Dans le reste du monde, plusieurs nations caracolent en tête des intentions d’embauche, avec un solde net des perspectives d’emploi de +38 % au Costa Rica, +37 % en Inde, 35 % aux États-Unis, 34 % au Mexique, +33 % en Chine, et +32 % au Brésil. Bénéficiant d’une forte croissance (au moins 6 % en 2023), l’Inde, qui occupe aujourd’hui la 5ème place, devrait devenir dans quelques années la 3ème puissance mondiale.
Quant aux États-Unis, la vitalité de leur économie ne cesse de surprendre. L’euphorie post-Covid ne s’est jamais vraiment essoufflée, malgré l’inflation. La consommation reste très soutenue, tandis que les plans de soutien aux investissements industriels continuent de produire leurs effets avec des recrutements importants, et une croissance qui accélère.
Les autres enseignements du baromètre : la pénurie de talents est la priorité des recruteurs
Dans ce contexte économique tendu, on pourrait s’attendre à une plus forte concurrence sur le marché du travail, avec des candidats contraints de mettre en avant des compétences toujours plus spécifiques pour se démarquer. Pour autant, les entreprises françaises continuent de rencontrer des difficultés pour embaucher.
- 80 % des dirigeants d’entreprises disent avoir du mal à trouver la perle rare (59 % disent avoir « quelques difficultés », 21 % disent « en avoir beaucoup »). Un taux grimpant à 92 % en Bretagne et même à 98 % en Centre-Val de Loire ! Cette pénurie de talents affecte davantage les secteurs de la santé, du transport, et de l’industrie.
- Les profils les plus difficiles à trouver pour les entreprises concernent les compétences en informatique (21 %), qui sont activement recherchées dans le secteur technologique comme dans celui de la communication, en ressources humaines (19 %), ainsi que celles utiles à la production industrielle (18 %).

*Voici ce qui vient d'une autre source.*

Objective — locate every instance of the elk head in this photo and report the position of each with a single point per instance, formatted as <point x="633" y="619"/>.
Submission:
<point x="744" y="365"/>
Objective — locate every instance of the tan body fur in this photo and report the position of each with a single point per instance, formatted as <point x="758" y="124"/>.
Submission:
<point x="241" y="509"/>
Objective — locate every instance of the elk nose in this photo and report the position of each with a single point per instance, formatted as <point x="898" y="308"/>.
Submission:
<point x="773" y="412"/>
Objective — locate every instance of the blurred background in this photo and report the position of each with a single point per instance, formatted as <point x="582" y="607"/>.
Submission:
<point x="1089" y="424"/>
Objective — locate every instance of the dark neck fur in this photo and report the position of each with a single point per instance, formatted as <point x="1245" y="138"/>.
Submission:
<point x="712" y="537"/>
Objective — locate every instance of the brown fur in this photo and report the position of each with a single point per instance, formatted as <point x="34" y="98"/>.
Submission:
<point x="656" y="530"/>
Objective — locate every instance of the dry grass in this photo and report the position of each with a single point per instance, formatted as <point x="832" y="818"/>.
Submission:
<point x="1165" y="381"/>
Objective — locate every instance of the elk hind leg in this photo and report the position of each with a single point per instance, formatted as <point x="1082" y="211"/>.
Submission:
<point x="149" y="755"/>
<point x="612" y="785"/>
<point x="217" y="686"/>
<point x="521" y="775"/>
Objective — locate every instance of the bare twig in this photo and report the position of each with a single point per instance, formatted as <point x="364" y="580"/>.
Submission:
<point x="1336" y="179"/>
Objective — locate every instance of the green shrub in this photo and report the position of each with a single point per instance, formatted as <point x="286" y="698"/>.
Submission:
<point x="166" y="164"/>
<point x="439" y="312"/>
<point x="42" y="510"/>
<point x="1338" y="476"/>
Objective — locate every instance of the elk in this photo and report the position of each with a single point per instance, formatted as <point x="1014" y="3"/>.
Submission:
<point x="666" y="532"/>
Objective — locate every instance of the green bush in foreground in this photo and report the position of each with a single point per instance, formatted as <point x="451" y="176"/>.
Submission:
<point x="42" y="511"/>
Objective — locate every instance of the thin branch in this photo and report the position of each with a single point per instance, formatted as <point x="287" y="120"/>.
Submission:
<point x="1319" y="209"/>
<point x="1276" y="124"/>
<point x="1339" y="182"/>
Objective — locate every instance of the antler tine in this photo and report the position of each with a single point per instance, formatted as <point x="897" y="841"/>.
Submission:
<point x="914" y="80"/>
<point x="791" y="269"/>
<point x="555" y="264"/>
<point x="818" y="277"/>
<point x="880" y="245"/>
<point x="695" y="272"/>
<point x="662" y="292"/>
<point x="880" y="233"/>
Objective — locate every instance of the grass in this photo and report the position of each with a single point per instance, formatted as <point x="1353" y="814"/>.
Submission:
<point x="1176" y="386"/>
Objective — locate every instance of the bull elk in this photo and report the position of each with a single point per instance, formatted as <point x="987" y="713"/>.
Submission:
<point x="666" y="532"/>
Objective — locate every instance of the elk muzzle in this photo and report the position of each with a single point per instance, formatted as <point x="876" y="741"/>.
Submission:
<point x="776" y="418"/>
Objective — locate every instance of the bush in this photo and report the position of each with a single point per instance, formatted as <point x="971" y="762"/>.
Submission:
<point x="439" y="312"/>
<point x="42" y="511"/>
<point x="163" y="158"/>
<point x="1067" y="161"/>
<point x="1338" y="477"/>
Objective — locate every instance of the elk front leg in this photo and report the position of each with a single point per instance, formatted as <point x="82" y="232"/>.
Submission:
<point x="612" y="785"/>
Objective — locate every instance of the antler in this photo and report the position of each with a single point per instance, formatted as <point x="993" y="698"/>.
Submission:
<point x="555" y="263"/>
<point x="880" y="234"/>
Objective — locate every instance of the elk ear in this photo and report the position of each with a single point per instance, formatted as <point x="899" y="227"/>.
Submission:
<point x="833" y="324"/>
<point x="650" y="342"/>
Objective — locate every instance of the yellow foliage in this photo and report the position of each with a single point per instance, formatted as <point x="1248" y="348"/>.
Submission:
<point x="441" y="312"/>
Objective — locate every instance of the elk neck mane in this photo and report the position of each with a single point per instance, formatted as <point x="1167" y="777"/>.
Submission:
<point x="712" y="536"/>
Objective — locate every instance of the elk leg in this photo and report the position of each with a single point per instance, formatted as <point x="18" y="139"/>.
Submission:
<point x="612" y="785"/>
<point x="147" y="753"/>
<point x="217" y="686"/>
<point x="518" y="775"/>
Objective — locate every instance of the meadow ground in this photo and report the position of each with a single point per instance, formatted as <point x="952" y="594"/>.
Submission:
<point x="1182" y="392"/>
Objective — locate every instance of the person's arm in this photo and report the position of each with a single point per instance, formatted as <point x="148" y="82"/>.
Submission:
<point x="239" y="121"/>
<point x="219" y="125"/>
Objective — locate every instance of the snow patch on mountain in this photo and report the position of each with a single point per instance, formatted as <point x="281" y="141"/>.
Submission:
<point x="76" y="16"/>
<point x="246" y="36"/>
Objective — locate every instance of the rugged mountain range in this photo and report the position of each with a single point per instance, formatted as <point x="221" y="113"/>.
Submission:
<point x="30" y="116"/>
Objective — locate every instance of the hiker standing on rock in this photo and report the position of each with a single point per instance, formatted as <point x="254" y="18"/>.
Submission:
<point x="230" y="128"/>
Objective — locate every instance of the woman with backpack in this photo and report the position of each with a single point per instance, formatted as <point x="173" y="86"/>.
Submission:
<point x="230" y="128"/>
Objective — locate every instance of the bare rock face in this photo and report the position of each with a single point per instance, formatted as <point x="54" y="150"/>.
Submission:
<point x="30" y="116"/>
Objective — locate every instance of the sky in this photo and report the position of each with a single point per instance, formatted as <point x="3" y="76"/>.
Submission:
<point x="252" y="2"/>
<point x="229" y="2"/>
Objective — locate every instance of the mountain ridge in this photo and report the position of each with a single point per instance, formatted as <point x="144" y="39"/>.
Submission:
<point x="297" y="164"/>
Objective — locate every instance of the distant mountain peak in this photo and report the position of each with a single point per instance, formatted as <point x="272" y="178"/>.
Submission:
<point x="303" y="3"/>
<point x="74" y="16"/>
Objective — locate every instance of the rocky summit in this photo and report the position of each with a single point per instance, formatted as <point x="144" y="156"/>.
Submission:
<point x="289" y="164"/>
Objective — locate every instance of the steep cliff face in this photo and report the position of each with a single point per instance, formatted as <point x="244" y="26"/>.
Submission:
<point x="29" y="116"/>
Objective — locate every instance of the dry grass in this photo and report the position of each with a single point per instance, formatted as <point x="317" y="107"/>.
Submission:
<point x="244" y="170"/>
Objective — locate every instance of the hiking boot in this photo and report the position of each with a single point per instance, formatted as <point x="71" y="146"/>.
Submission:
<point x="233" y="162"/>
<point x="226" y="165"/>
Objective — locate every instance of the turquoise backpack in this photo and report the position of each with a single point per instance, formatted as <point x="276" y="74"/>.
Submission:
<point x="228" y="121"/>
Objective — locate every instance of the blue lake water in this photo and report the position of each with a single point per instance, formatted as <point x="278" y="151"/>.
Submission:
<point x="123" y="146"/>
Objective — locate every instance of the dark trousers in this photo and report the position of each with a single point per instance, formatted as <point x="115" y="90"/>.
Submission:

- Pour surmonter leurs difficultés de recrutement, les entreprises françaises envisagent surtout d’offrir davantage de flexibilité concernant le lieu de travail (43 %), d’augmenter les salaires (32 %), de proposer du temps partiel ou des horaires plus flexibles (28 %), ou encore d’offrir des primes à l’embauche (24 %).
Le baromètre des prévisions d’embauche en France pour le début de l’année 2024 offre ainsi des perspectives mitigées. Certes, la France fait preuve d’une véritable résilience dans un contexte économique difficile, avec des entreprises qui continuent de recruter malgré un ralentissement de l’économie. Néanmoins, la comparaison avec les autres pays révèle une dynamique moins favorable, plaçant la France dans une position intermédiaire.
Cela invite à une réflexion sur les défis futurs du marché de l’emploi français. Avec la persistance de la pénurie de talents et les besoins croissants en compétences spécialisées, il devient crucial pour les entreprises de développer des stratégies innovantes en matière de recrutement et de formation. Ainsi, l’adaptabilité, la formation continue et l’investissement dans les compétences émergentes apparaissent comme des clés essentielles pour naviguer dans un paysage économique en mutation et pour maintenir la compétitivité.
À propos du baromètre :
Le Baromètre ManpowerGroup des perspectives d’emploi pour le premier trimestre 2024 a été réalisé dans 45 pays, entre le 2 et le 31 octobre 2023 auprès de 40 077 employeurs issus d’entreprises privées et d’organismes publics, dont 1 019 employeurs en France.
L’étude analyse les données obtenues en réponse à une unique question : « Comment anticipez-vous l’évolution des effectifs de votre entreprise au cours du prochain trimestre, jusqu’à fin mars 2024, par rapport au trimestre actuel ? ».